Comparison universe: Evaluate Managed Portfolios or Fund Performance

 Comparison universe: Evaluate Managed Portfolios or Fund Performance

What is a comparison universe?

There is a massive amount of investment portfolios and funds out there. Sometimes, some of them have similar mandates and objectives serving as a performance benchmark. So, companies like Morningstar and Lipper made a grouping of these, and we call it the “comparison universe.” These companies have the comparison universes that most people use. Thanks to these, we can easily measure every managed portfolio or fund and the average for every peer group member. Before proceeding, know that we have two ways to evaluate a professionally managed portfolio or fund performance. Let us start:

  • Index benchmark. It is no secret that all mutual funds or professionally-managed portfolios aim to go beyond an index’s performance that best represents its stock choices. A mutual fund comprised mostly of energy stocks tells us that the goal of meeting or beating S&P 500 Energy Index performance simultaneously.
  • Comparison universe. It compares the performance of a fund or portfolio with the average performance of a similar portfolio universe.

The big two

Are you familiar with Thomson Reuters? It is the current owner of the Lipper group who was the pioneer in creating comparison universes to compare relative performances of fund managers. A fund manager who goes beyond its peer universe has the right to a performance beyond the Lipper Group average. Aside from the Lipper group, we also have Morningstar Inc. in Chicago. It is a financial services company that also makes comparison universe groups.

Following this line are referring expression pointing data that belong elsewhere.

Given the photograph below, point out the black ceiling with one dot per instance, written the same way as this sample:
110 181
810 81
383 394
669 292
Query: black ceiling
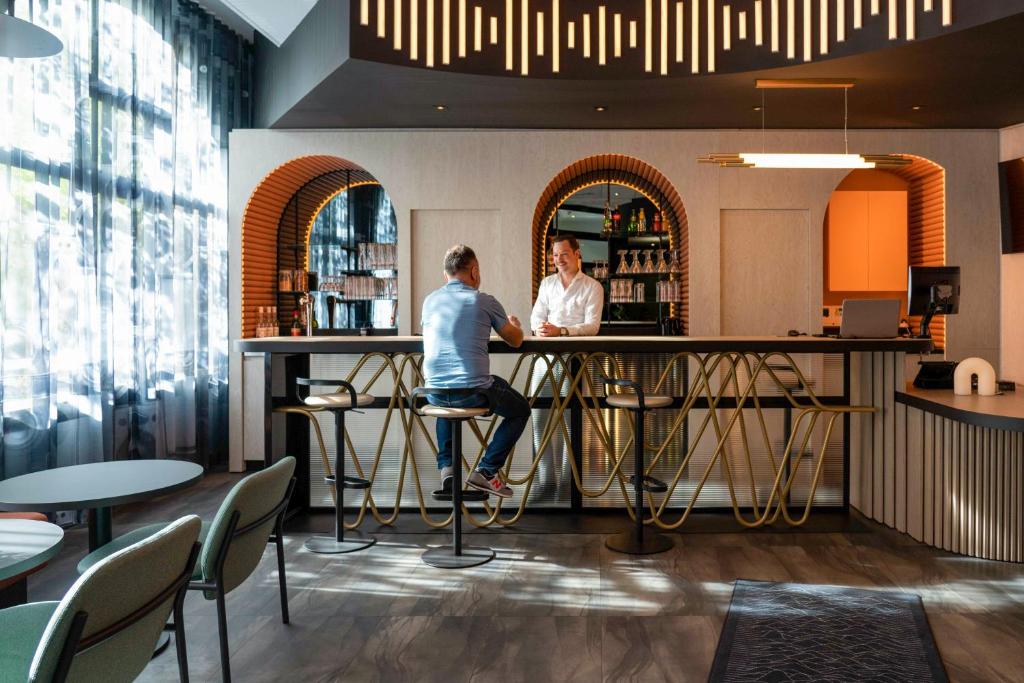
972 78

There is no significant difference between the two, and these are the companies that most financial firms use for reference. They both make separate universes for large- and small-cap funds — even those in between. They do comparison universes for international funds and other assets like stocks and investment-grade bonds. Not only that: they can also track universes of blended funds. These blended funds combine stocks, bonds, and different high-yield investments like preferred stocks.

Should I use a comparison universe or not?

Let us start with the good things. Lipper and Morningstar create relevant comparison universes while considering the size of the money management firm related to assets under management or fund. For instance, a fund manager handling stock funds might beg to disagree. The best managers will most likely figure in the high quartile of their comparison universes. This is always consistent and not only for a few quarters or years. Comparison universe also gives a whole other type of benchmark. Portfolios that always go beyond their index benchmark but constantly fall behind their comparison universe might be a problem. Is it in the wrong comparison universe, or is the benchmark very easy to beat? The fund may routinely take on many relative risks than what is reflected in the index.

On the other hand, many critics say that either of the two comparison universes is too wide to measure fund performance effectively. For instance, a value stock fund manager might beg to disagree with a direct comparison of the fund’s performance with the large comparison universe of Morningstar. Also, the comparison universe might set extremely high benchmarks that are unrealistic. It can happen by emitting ill-performing managers that are not in the business anymore. It is also possible by including assets merged with the assets of other managers. We call this issue “survival bias.”